2. FOUR STAGES OF CUTS Cameron laid out the process: 1. Admit cuts need to be made. 2. Identify a few (ID cards, ‘regional nonsense’, government advertising, consultancy etc). 3. Go further: ‘tax credits being paid to people with relatively high salaries’ and 4. “Yes I accept we have more to do, more to say, but that’s compared to the government who haven’t even reached stage one.” Cameron did this in the reverse order, though. ID cards are not going to come up with the £26bn cuts (minimum) that he’ll need. So to rephrase his answer: “We admit to cuts, okay, and Labour don’t. But cuts where? Not health. Not DFID. But that’s all we’ll say.”
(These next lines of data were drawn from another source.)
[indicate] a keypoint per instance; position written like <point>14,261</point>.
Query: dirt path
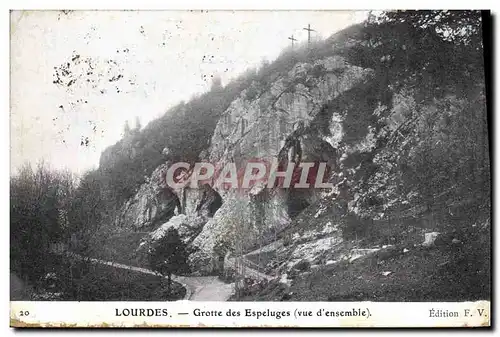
<point>198,288</point>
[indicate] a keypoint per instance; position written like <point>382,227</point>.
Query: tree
<point>39,206</point>
<point>168,256</point>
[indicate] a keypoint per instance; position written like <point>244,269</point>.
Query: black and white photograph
<point>272,156</point>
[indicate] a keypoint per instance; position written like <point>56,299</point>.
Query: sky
<point>77,77</point>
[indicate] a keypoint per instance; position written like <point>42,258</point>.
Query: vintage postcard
<point>218,168</point>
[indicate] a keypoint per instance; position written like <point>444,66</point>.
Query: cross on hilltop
<point>309,30</point>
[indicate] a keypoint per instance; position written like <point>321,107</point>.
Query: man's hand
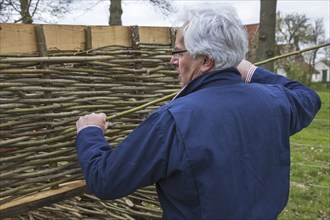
<point>244,67</point>
<point>97,120</point>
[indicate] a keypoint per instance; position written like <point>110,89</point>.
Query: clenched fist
<point>92,120</point>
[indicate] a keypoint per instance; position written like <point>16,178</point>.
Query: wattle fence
<point>51,75</point>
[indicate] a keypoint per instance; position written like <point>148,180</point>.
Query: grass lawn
<point>310,168</point>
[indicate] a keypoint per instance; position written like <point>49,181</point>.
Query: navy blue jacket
<point>220,150</point>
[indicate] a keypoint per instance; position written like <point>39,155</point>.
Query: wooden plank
<point>17,38</point>
<point>155,35</point>
<point>65,37</point>
<point>111,35</point>
<point>43,198</point>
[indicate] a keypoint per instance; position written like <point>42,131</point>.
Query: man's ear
<point>207,65</point>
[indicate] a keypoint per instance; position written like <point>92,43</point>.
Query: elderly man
<point>220,149</point>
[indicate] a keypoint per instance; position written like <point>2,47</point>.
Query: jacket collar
<point>210,79</point>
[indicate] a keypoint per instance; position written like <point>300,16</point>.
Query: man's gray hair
<point>215,31</point>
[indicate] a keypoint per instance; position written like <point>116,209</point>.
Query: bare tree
<point>292,29</point>
<point>165,6</point>
<point>295,31</point>
<point>26,11</point>
<point>266,37</point>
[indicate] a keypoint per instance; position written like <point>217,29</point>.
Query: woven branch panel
<point>44,91</point>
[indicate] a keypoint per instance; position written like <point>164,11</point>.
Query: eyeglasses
<point>178,53</point>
3. NO TORY SPENDING REVIEW BEFORE ELECTION EITHER “I don’t believe in a full-on shadow budget.” A reference, I suspect, not to John Smith but to Letwin’s disastrous Medium Term Financial Strategy of February 2004 where he laid out spending plans that promised to outspend Labour. Brown’s decision to cancel the Spending Review has of course let Cameron off the hook – he will now face zero pressure to lay out his own spending plans.
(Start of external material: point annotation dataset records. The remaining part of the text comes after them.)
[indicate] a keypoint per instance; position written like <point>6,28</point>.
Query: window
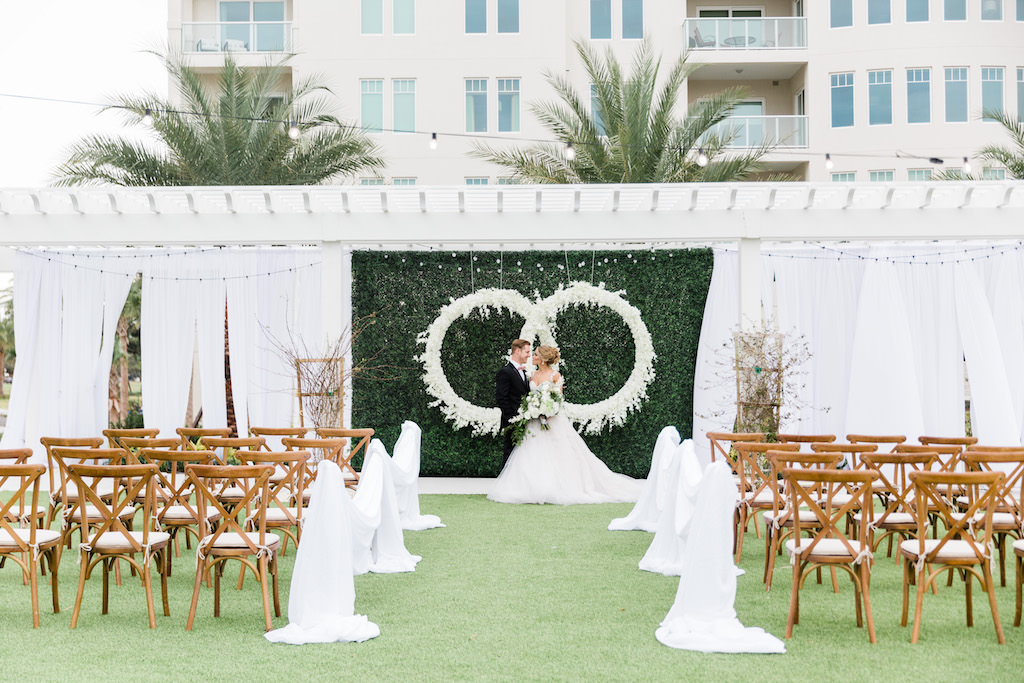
<point>372,104</point>
<point>403,93</point>
<point>991,92</point>
<point>508,15</point>
<point>879,11</point>
<point>404,16</point>
<point>842,99</point>
<point>956,94</point>
<point>916,10</point>
<point>372,17</point>
<point>880,97</point>
<point>508,105</point>
<point>632,18</point>
<point>595,111</point>
<point>919,95</point>
<point>954,10</point>
<point>476,104</point>
<point>840,13</point>
<point>991,10</point>
<point>476,15</point>
<point>600,18</point>
<point>1020,94</point>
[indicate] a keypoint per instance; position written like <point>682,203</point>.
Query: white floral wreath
<point>540,319</point>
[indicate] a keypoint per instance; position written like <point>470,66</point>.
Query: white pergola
<point>340,218</point>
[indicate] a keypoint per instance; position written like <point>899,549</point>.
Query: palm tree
<point>238,135</point>
<point>633,133</point>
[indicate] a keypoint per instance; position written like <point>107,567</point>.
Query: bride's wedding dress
<point>554,465</point>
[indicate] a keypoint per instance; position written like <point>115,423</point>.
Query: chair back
<point>129,482</point>
<point>832,496</point>
<point>24,479</point>
<point>114,436</point>
<point>251,480</point>
<point>974,525</point>
<point>192,436</point>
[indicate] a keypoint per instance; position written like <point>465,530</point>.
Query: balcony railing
<point>237,37</point>
<point>781,33</point>
<point>753,131</point>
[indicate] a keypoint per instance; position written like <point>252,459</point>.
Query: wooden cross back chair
<point>965,546</point>
<point>229,540</point>
<point>778,522</point>
<point>756,484</point>
<point>828,545</point>
<point>57,501</point>
<point>345,457</point>
<point>27,545</point>
<point>176,509</point>
<point>114,436</point>
<point>1008,519</point>
<point>898,517</point>
<point>111,538</point>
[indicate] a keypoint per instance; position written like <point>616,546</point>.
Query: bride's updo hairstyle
<point>548,354</point>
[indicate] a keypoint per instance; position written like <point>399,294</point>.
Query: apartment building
<point>851,90</point>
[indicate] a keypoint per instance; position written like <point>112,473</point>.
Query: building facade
<point>850,90</point>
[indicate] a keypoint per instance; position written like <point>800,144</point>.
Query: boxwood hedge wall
<point>409,288</point>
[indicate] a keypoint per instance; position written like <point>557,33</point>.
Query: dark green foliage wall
<point>408,289</point>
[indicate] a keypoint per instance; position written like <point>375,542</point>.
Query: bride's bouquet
<point>542,402</point>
4. DECLARATION OF INDEPENDENCE “I don’t care what the government does anymore. They can announce cuts, they can announce increases, they can set the whole thing to music and do a karaoke. I have completely lost faith, as has most of the country, in anything this government says. You can see it every week in PMQs when the Prime Minister stands up and says ‘black is white’.” This may sound unremarkable, but consider Tory psychology. Fear of what Gordon Brown might say has stymied Tory intellectual development for at least a decade. Even now, some Tory policymakers will steer clear of policies that are needed saying ‘If we say x, Brown will say y’. They can bring this up in conversation, and you want to scream at them, ‘for the love of God, can’t you see he’s utterly discredited? Cameron is here explicitly declaring his party’s independence from fear of Brown’s mendacious attack lines – and rightly so. I hope this message goes right down the Tory machine.
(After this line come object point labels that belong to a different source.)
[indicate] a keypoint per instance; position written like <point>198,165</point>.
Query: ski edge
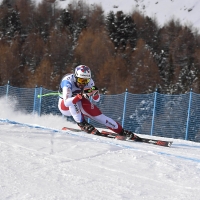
<point>139,139</point>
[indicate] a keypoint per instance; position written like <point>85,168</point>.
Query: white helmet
<point>82,71</point>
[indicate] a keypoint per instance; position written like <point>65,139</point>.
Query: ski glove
<point>88,92</point>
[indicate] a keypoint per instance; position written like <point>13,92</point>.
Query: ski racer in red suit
<point>76,90</point>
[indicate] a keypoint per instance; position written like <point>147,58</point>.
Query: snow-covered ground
<point>38,161</point>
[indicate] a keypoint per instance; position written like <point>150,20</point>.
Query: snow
<point>38,161</point>
<point>187,11</point>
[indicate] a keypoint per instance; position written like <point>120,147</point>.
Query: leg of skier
<point>93,112</point>
<point>74,111</point>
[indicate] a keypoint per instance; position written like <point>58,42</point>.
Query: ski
<point>113,135</point>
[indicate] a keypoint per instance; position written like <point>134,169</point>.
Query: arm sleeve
<point>67,96</point>
<point>95,97</point>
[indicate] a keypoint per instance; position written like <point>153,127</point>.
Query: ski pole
<point>48,94</point>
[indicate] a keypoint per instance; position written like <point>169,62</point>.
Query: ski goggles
<point>82,80</point>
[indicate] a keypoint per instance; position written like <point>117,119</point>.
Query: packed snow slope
<point>38,161</point>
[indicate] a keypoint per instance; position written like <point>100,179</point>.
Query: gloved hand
<point>88,92</point>
<point>77,98</point>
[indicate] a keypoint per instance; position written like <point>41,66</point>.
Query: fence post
<point>35,100</point>
<point>154,111</point>
<point>40,102</point>
<point>7,90</point>
<point>124,110</point>
<point>188,117</point>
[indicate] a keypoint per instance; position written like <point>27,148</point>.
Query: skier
<point>76,90</point>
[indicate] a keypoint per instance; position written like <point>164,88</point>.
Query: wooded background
<point>41,43</point>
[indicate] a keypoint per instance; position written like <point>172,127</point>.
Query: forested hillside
<point>39,44</point>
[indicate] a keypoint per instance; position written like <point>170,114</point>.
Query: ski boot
<point>126,135</point>
<point>88,128</point>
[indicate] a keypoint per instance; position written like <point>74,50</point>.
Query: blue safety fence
<point>173,116</point>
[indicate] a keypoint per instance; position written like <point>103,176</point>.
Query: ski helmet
<point>82,74</point>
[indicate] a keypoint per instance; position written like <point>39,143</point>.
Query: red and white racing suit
<point>83,107</point>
5. PANTS ON FIRE Q: “Are you calling the PM today a liar?” A: “I didn’t quite put it like that… I try to use my words.” Again, as Matthew Parris argued on Saturday, ‘lie’ is not a word polite people use. And it should never be used in error – that’s why we refer to ‘Brownies’ here on CoffeeHouse. But Brown’s line on spending is a lie. We have decided to call it by its name – but it is a vulgar word, that people shy away from as it can make the accuser sound hysterical. He said later: “There have been too many examples where the PM’s approach has been to say something he knows is not true, but he thinks he will get away with”.
6. MOVING IN WITH OSBORNE Q: Do you recognise reports that you plan to
share a back office with Osborne? A: “There is not a shred or ounce of complacency in me or our top team… There is no time being spent on thinking who would sit where and, frankly, there won’t be.” I first raised this in my News of the World column yesterday, and I can tell you Cameron speaks with forked tongue when he says no one is thinking about sitting arrangements. He has started negotiations with the civil service, this takes up quite a bit of time. But the fact that such negotiations are taking place runs the risk of making him look complacent. The Tories are very sensitive about this, so Cameron denies what’s going on. He should think of a more honest way of dealing with this question, because it’ll come up again.